In December 2012, journalist David A. Graham wrote for The Atlantic that he thought Time had shown "a pattern of lackluster choices" and the overall promotional nature of the process shouldn't be treated as news, rather simply viewed as marketing. He remarked, "Is anyone out there not sick of people ironically listing 'Time Person of the Year, 2006' in Twitter bios, a reference to the gimmicky selection of 'You' that year?"

The decision raised some criticism as it was described as ideological and even hypocritically political. Some weeks before the announcement, Time decided to ask the users in a poll, "Who Should Be Person of the Year?" After several weeks, the poll winner by a wide margin was Hugo Chávez, the president of Venezuela, with 35% of the votes.
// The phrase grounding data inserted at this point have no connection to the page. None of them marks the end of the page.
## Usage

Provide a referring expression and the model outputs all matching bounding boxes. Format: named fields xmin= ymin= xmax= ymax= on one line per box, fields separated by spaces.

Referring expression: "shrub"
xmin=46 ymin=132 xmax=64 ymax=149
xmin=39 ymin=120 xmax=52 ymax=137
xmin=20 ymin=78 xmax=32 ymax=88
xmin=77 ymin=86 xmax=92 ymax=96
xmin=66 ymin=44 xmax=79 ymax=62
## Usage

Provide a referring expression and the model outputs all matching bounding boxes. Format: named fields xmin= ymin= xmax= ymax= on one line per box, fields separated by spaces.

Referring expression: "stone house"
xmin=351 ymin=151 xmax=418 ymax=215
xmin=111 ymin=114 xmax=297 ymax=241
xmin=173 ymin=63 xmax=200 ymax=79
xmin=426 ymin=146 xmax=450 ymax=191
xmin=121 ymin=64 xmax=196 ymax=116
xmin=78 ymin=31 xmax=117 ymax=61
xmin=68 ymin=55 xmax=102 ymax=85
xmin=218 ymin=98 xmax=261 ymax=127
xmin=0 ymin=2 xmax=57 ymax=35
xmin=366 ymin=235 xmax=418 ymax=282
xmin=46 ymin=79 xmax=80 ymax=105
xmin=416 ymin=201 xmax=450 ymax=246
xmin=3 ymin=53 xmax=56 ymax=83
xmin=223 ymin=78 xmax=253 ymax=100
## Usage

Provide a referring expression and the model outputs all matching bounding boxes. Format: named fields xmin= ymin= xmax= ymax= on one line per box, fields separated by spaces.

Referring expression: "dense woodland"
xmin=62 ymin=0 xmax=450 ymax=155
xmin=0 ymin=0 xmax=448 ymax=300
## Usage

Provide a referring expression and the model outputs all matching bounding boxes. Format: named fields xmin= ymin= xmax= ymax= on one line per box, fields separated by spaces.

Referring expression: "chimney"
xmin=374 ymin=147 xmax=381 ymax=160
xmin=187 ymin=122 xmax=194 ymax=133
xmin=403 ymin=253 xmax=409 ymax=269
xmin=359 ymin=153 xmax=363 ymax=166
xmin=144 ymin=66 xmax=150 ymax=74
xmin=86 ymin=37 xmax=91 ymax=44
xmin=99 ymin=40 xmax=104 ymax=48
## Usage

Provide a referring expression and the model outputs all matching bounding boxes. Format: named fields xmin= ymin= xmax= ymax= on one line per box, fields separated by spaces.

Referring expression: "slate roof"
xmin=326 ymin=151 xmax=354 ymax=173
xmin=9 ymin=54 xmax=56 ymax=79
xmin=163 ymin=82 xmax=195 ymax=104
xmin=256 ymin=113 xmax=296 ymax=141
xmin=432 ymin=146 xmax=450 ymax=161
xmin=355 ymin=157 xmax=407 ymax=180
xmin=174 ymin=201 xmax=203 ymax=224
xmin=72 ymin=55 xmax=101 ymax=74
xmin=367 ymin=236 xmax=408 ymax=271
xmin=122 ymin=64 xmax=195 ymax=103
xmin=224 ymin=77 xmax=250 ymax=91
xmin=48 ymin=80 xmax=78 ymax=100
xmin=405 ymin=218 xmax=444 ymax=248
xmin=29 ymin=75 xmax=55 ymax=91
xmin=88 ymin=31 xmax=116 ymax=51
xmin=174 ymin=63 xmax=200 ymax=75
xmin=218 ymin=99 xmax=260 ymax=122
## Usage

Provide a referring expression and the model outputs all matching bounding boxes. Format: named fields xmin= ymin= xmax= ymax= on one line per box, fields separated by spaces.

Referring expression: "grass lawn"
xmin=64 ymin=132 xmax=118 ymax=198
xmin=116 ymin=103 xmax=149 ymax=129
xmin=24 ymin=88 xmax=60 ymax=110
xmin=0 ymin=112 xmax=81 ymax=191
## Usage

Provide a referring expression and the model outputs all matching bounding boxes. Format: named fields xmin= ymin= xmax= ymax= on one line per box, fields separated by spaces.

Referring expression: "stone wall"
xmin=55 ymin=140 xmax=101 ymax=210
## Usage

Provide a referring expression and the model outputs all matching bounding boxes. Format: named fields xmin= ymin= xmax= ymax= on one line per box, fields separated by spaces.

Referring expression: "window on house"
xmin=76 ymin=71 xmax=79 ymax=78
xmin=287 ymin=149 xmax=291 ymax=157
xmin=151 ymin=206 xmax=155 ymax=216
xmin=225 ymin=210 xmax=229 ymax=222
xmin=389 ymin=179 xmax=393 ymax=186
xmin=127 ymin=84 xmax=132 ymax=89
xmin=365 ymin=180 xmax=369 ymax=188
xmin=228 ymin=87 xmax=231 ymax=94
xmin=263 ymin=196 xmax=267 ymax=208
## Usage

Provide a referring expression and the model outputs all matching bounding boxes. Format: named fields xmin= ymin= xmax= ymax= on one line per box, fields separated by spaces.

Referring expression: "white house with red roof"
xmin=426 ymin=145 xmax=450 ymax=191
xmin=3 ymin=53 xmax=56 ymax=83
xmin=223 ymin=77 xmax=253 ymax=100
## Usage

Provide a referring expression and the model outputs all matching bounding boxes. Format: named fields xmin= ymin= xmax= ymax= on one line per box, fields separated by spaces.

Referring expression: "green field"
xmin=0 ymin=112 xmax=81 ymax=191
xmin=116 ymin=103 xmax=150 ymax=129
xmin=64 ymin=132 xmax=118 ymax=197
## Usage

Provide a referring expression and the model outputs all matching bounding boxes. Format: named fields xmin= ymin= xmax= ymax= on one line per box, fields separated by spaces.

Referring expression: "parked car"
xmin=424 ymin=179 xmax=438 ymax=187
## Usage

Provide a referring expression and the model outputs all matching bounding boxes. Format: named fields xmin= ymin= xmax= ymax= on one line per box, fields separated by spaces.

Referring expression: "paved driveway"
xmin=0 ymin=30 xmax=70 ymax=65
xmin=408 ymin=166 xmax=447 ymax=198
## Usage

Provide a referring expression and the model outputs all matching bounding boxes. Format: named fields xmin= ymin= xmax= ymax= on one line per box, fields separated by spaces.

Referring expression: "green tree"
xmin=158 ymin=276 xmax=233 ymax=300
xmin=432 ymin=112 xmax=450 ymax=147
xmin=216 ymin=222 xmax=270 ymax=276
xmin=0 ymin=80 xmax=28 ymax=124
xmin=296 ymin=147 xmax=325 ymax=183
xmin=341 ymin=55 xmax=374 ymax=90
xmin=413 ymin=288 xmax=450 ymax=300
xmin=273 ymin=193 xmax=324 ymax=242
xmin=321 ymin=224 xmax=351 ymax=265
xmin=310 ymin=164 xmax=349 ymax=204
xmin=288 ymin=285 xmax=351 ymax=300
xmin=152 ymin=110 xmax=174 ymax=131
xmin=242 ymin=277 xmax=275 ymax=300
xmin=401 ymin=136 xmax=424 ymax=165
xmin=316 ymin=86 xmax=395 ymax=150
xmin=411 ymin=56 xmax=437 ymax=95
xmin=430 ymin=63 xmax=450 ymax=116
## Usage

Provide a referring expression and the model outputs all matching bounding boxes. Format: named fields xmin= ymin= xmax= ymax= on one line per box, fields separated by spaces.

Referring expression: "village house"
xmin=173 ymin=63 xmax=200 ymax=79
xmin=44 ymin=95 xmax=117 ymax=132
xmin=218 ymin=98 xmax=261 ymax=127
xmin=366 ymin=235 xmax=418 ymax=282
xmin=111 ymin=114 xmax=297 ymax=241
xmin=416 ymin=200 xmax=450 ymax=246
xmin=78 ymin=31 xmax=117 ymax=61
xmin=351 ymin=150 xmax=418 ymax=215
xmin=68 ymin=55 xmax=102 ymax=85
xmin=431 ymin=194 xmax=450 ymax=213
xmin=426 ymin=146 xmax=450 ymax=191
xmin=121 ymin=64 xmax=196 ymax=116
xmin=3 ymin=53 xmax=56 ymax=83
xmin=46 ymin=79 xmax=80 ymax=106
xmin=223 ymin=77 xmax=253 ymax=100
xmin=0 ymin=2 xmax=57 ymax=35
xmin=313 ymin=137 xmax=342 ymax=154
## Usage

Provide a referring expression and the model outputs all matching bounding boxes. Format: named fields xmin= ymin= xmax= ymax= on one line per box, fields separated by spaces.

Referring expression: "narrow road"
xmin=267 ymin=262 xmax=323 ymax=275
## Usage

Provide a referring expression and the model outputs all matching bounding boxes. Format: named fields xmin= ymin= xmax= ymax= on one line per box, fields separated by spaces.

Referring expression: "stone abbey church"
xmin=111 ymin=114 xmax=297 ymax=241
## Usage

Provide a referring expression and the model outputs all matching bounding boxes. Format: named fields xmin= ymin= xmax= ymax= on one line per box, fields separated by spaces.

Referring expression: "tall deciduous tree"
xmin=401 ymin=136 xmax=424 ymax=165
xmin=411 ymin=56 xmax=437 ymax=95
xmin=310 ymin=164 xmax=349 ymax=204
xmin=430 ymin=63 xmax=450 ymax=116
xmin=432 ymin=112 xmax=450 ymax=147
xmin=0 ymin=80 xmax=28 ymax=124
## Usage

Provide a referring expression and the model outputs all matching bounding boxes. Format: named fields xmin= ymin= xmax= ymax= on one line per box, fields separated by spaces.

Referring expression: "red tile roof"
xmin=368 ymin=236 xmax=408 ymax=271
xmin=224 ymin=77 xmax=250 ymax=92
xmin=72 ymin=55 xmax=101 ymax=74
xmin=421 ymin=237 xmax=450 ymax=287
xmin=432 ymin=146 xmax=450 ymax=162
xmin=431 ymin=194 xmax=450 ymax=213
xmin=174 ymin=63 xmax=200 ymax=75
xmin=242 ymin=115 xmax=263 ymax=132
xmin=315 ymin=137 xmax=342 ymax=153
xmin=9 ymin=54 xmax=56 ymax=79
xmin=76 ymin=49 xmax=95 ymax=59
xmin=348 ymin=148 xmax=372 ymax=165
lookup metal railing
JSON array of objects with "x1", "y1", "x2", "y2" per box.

The president of Iran, Mahmoud Ahmadinejad, came in second. Time did not mention these results in the announcement of their "Person of the Year" and its critics claimed that Time discounted input from its digital democracy among its readers. Time supporters argue that an online poll is not representative as it has no scientific value. The hyperlink to the online poll results has been removed. A 2014 New York Daily News article, which named the "You" naming as one of the ten most controversial "Person of the Year" moments in the history of Time, also remarked that "2006 had its fair share of newsmakers" while highlighting both Chávez and Ahmadinejad.